Les deux clubs ont suivi la même voie même si Lyon a ouvert en partie son capital à des investisseurs étrangers à hauteur de 20%. Une pratique interdite en Allemagne. Les deux clubs fonctionnent en grande majorité sur leurs capitaux propres et présentent chaque année des résultats comptables dans le vert. La holding cotée en bourse, OL Groupe, a vu ses revenus annuels atteindre les 400 millions d'euros.

Jean-Michel Aulas dans le grand stade

Crédit: AFP

En février, Lyon ambitionnait même de dégager un excédent brut d'exploitation (Ebitda) "supérieur à 100 millions". En septembre dernier, le Bayern, lui, annonçait un bénéfice record de 750 millions d'euros à l'issue de la saison 2018/2019. "Lyon est un club plus jeune, mais il se développe vite et bien. Au niveau des infrastructures et du stade, c’est quasiment identique", constatait en 2018 Corentin Tolisso, ancien Gone passé chez le cousin germanique un an plus tôt.

Stabilité et identité club

Ne leur parlez pas de révolution. Jamais. Lyon et le Bayern sont de vénérables institutions aux mains des mêmes personnalités depuis des années. Jean-Michel Aulas tient les manettes depuis 1987. En Bavière, le trio Rummenigge, Hoeness, Beckenbauer, malgré les secousses et les affaires, dirigent le géant du foot allemand depuis des décennies même si les deux derniers ont pris du recul ces derniers mois.

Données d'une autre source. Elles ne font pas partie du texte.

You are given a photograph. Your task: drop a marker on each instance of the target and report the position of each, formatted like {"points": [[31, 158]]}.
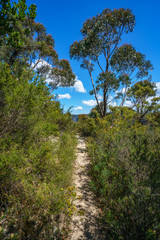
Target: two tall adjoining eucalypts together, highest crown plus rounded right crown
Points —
{"points": [[99, 48]]}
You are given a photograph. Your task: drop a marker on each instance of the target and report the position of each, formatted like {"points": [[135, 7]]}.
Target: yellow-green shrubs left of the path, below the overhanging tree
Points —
{"points": [[37, 154]]}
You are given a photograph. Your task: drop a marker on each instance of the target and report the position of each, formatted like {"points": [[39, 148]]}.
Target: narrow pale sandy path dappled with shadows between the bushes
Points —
{"points": [[86, 226]]}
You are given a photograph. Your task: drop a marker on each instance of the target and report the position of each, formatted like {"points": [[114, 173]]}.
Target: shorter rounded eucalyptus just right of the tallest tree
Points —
{"points": [[130, 66]]}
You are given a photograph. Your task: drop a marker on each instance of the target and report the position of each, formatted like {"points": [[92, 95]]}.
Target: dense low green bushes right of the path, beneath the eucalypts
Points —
{"points": [[125, 170]]}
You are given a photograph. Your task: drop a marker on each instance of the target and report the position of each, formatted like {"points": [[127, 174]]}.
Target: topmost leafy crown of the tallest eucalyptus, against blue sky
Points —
{"points": [[102, 32]]}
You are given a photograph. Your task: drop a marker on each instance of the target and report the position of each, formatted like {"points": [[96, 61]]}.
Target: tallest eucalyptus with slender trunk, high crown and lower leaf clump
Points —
{"points": [[101, 37]]}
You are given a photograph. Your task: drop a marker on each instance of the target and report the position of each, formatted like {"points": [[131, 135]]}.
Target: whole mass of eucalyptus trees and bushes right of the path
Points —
{"points": [[123, 141]]}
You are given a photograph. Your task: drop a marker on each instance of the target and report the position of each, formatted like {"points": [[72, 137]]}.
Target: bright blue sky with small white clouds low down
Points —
{"points": [[64, 19]]}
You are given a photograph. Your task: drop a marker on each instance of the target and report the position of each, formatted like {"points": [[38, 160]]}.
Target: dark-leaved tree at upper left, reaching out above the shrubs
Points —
{"points": [[25, 42]]}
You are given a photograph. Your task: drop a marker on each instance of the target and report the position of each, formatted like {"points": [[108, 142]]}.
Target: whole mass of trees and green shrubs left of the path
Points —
{"points": [[36, 138]]}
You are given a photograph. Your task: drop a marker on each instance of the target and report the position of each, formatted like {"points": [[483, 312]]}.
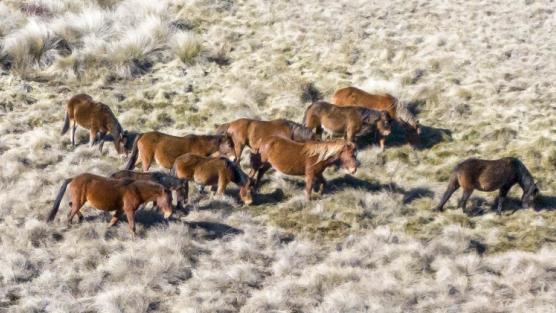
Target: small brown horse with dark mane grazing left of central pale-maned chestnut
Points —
{"points": [[213, 172]]}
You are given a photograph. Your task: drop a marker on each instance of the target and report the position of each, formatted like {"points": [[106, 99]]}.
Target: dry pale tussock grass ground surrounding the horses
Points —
{"points": [[479, 73]]}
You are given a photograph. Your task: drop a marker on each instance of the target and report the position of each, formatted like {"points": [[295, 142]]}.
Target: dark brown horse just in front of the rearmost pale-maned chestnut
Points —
{"points": [[350, 121]]}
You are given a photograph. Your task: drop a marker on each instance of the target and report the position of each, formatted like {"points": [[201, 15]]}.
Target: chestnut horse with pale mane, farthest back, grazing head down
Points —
{"points": [[352, 96]]}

Lyonnais comme Munichois ont mis en place une structure immuable avec des hommes fidèles qui incarnent le club. Bernard Lacombe, jusqu'à sa retraite en fin d'année dernière, et Gérard Houllier, plus que jamais, conseillent JMA. Oliver Kahn, gardien emblématique du Bayern, fait ses armes en attendant de succéder à Rummenigge. Dans toutes les strates du club rayonnent des anciennes légendes. Comme Juninho et Hasan Salihamidzic, directeurs sportifs et cerveau des deux projets.

Karl-Heinz Rummenigge, Oliver Kahn - FC Bayern

Crédit: Imago

Le Bayern, et l'OL à un degré moindre, est une super structure qui se gère comme une entreprise familiale avec un sens aigu de la continuité et de la transmission. Le Bayern, roi incontesté de l’Allemagne et géant européen, a pris beaucoup d’avance ces dernières années. Cette saison si particulière, permet à l’OL, un peu à la surprise générale avouons-le, de se frotter à ce qu’il se fait de mieux. A l’élève de dépasser désormais le maître.